I need help with this physics question please I cannot solve it. Please explain your work if you don't mind.

Missile initial vertical velocity (vyi) = 0; initial horizontal velocity (vxi) = 200 m/s

Vertical drop distance (dy) = 1000 m; horizontal acceleration (ax) = 20 m/s²

Horizontal and vertical components are totally separate.

(a) How fast vertically (vyf) after falling 1000 m?

vyf² = vyi² + 2gd = 0 + 2(9.8)(1000) = 19600; vyf = 140 m/s

(b) How fast horizontally (vxf) after falling 1000 m?

Find time (t) of fall first; dy = 0.5gt²; 1000 = 4.9t²; t = 14.3 s

vxf = vxi + axt = 200 + (20)(14.6) = 485.7 m/s

(c) Velocity vector (v) after falling and accelerating? v² = vxf² + vyf² = 485.7² + 140² ; v = 505.5 m/s

tan θ = vyf / vxf = 140/485.7 = 0.288; tan^-1 0.288 = 16.1°

v is 505.5 m/s at 16.1° below horizontal

(d)How much acceleration (amig) will keep the Mig ahead of the missile?
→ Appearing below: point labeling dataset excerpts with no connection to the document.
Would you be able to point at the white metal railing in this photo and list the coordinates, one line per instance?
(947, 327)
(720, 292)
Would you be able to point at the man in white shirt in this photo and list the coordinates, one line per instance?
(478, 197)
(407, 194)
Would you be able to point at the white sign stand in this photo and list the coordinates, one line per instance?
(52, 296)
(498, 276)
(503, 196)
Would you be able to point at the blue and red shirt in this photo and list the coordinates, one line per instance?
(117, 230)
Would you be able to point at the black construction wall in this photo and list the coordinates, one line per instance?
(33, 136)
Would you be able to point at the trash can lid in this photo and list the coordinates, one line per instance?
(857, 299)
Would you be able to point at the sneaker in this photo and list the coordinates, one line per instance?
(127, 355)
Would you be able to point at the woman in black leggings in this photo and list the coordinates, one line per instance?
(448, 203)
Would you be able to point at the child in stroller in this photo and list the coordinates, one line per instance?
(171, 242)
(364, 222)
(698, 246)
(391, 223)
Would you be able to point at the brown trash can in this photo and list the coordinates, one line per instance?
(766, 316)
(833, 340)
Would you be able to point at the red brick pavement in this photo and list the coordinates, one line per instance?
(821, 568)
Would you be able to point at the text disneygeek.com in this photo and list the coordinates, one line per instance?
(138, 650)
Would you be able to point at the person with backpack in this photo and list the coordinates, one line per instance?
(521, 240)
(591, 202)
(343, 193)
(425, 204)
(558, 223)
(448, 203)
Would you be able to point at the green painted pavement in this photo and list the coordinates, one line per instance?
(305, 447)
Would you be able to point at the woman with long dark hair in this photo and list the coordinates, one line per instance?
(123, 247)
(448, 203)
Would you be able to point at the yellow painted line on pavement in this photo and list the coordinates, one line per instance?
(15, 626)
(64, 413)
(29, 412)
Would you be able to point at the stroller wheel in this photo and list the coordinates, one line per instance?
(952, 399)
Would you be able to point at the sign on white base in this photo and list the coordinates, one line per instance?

First, find the distance the missile travels horizontally (dx) as it falls 1000 m. vxf² = vxi² + 2axdx;

485.7² = 0 + 2(20)dx; dx = 5897.6 m

Mig starts 500 m horizontally (dmigi) ahead of the missile, moving at 100 m/s (vmigi) and must be more than 5897.6 m ahead after 14.3 seconds to be safe: dx = dmigi + vmigit + 0.5at²

5897.6 = 500 + (100)(14.3) + 0.5amig(14.3)² ; amig = 17 m/s² is the minimum acceleration needed

(e) Is the Mig's speed (vmigf) after 14.3 seconds (at the minimum acceleration) less than Mach 1.5, that is 1.5 times the speed of sound (340 m/s). Mach 1.5 is 510 m/s.

vmigf² = vmigi² + 2amigd = 100² + 2(17)(5897.6) = 210518.4; vmigf = 458.8 m/s therefore it can escape

Let's first define the values given both given to us and what is implied:

v_0,x = 200 m/s

v_0,y = 0 m/s

a_x = 20 m/s²

a_y = -9.81 m/s²

y_f = -1000 m

y₀ = 0 m

(a) Find v_f,y using the following kinematic equation:

v_f,y = v_o,y + a_yt

All of these terms are defined except for time "t". We need to find out how long it takes for the missile to fall 1,000 m. Let's use this kinematic equation:

y_f,y = y_0,y + v_o,yt + 0.5a_yt²

-1000 = 0.5*(-9.81)*t²

t = 14.28 seconds

Use this time to find the final velocity in the y-direction:

v_f,y = (-9.81)*14.28

v_f,y = -140.09 m/s

(b) Velocity in the x-direction

v_f,x = v_o,x + a_xt

v_f,x = 200 + 20*14.28

v_f,x = 485.60 m/s

(c) Magnitude and direction of its velocity.

To find magnitude, use the following equation: v_f = √(v_f,x² + v_f,y²)

v_f = 505.40 m/s

To find direction, use the following equation: θ = tan^-1(v_f,y / v_f,x)

θ = -16.09° = 343.91°

(d) Let's define the values for the Mig-29 soviet plant

x₀ = 500 m ahead of the missile

v_0,x = 100 m/s

y₀ = 1000 m below the plane

It takes 14.28 seconds for the missile to reach the same elevation as the Mig-29. Let's determine the amount of distance in the x-direction the missile went.

x_f,x = x_0,x + v_0,xt + 0.5a_xt²

x_f,x = 200(14.28) + 0.5(20)(14.28)² = 4895.18 m

This is the distance the Mig-29 needs to travel in 14.28 seconds in order to avoid the missile. The assumption is that if it is slower than the missile, it will be hit. Let's find the acceleration of the Mig-29 required to miss the missile.

x_f,x = x_0,x + v_0,xt + 0.5a_xt²

4895.18 = 500 + 100(14.28) + 0.5a_x(14.28)²

a_x = 29.10 m/s²

(d) Can the Mig-29 escape disaster?

Let's define the Mig-29's maximum velocity in SI units first:

Mach 1.5 = 496.95 m/s

Now, let's see what the final velocity of the Mig-29 is when the acceleration in the x-direction is what is defined in problem (d).

v_f,x = v_0,x + a_xt

v_f,x = 100 + 29.1*14.28

v_f,x = 515.55 m/s

515.55 m/s > 496.55 m/s; Therefore, the Mig-29 cannot escape the missile.